Agents need to know what a tool does to the world before calling it. Descriptions should go beyond structured annotations to explain consequences.

Conciseness5/5

Is the description appropriately sized, front-loaded, and free of redundancy?

The description is a single, efficient sentence with zero wasted words. It's front-loaded with the core purpose, making it easy to parse quickly, though this brevity contributes to gaps in other dimensions.

Shorter descriptions cost fewer tokens and are easier for agents to parse. Every sentence should earn its place.

Completeness2/5

Given the tool's complexity, does the description cover enough for an agent to succeed on first attempt?

Given 4 parameters with 0% schema coverage, no annotations, and no output schema, the description is incomplete. It doesn't explain return values, error handling, or practical usage details, making it insufficient for a tool of this complexity in a data-rich context.

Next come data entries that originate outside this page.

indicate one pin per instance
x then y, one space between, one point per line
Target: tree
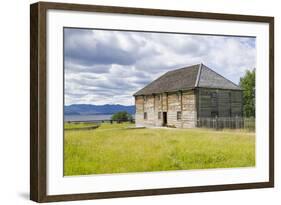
121 116
247 83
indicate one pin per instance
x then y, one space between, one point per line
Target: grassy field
113 148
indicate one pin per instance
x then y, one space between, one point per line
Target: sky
108 67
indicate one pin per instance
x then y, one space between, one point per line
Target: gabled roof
187 78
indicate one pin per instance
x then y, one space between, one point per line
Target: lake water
87 117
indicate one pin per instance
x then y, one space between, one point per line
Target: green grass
116 149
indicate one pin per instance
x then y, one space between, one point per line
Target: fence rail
227 122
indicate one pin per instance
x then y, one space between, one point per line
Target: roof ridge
221 76
186 67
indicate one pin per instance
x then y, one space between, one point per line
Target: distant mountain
88 109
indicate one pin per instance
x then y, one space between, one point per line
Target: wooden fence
227 122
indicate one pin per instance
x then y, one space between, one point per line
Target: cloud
107 67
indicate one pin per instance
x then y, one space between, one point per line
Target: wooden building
181 97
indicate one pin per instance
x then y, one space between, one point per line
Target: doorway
164 118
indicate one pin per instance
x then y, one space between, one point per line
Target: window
145 115
159 115
178 115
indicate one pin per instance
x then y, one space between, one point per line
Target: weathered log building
180 97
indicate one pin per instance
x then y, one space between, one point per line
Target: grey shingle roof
187 78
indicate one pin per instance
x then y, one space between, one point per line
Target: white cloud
107 67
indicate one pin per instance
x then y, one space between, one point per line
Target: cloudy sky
107 67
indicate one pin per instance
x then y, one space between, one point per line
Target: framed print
133 102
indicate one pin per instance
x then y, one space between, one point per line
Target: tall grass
112 148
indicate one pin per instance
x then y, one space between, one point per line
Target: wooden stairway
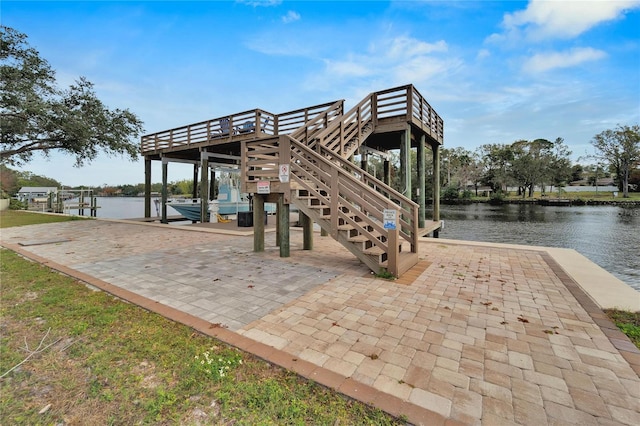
344 200
351 209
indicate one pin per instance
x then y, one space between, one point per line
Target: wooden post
392 252
258 222
283 225
363 161
435 149
307 231
204 188
147 187
194 193
421 182
212 185
278 220
165 172
387 172
405 162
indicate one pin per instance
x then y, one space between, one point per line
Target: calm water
608 235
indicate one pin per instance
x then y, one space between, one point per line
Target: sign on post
389 218
264 187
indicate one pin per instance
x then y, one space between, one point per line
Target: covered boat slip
306 158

Complex tools with many parameters or behaviors need more documentation. Simple tools need less. This dimension scales expectations accordingly.

Parameters2/5

Does the description clarify parameter syntax, constraints, interactions, or defaults beyond what the schema provides?

Schema description coverage is 0%, so the description must compensate. It only implies 'industry' and 'date' parameters without explaining their semantics (e.g., format, allowed values). It omits 'limit' and 'format' entirely, failing to add meaningful context beyond the bare schema.

Input schemas describe structure but not intent. Descriptions should explain non-obvious parameter relationships and valid value ranges.

Purpose4/5

Does the description clearly state what the tool does and how it differs from similar tools?

The description clearly states the action ('Get all stocks') and target resource ('in a given industry on a date'), which is specific and unambiguous. However, it doesn't explicitly differentiate from sibling tools like 'get_index_constituents' or 'get_stock_industry', which might have overlapping functionality, preventing a perfect score.

Agents choose between tools based on descriptions. A clear purpose with a specific verb and resource helps agents select the right tool.

Usage Guidelines2/5

Does the description explain when to use this tool, when not to, or what alternatives exist?

The description provides no guidance on when to use this tool versus alternatives. With many sibling tools related to stocks and industries (e.g., 'get_stock_industry', 'get_index_constituents'), there's no indication of context, prerequisites, or exclusions, leaving usage unclear.

Agents often have multiple tools that could apply. Explicit usage guidance like "use X instead of Y when Z" prevents misuse.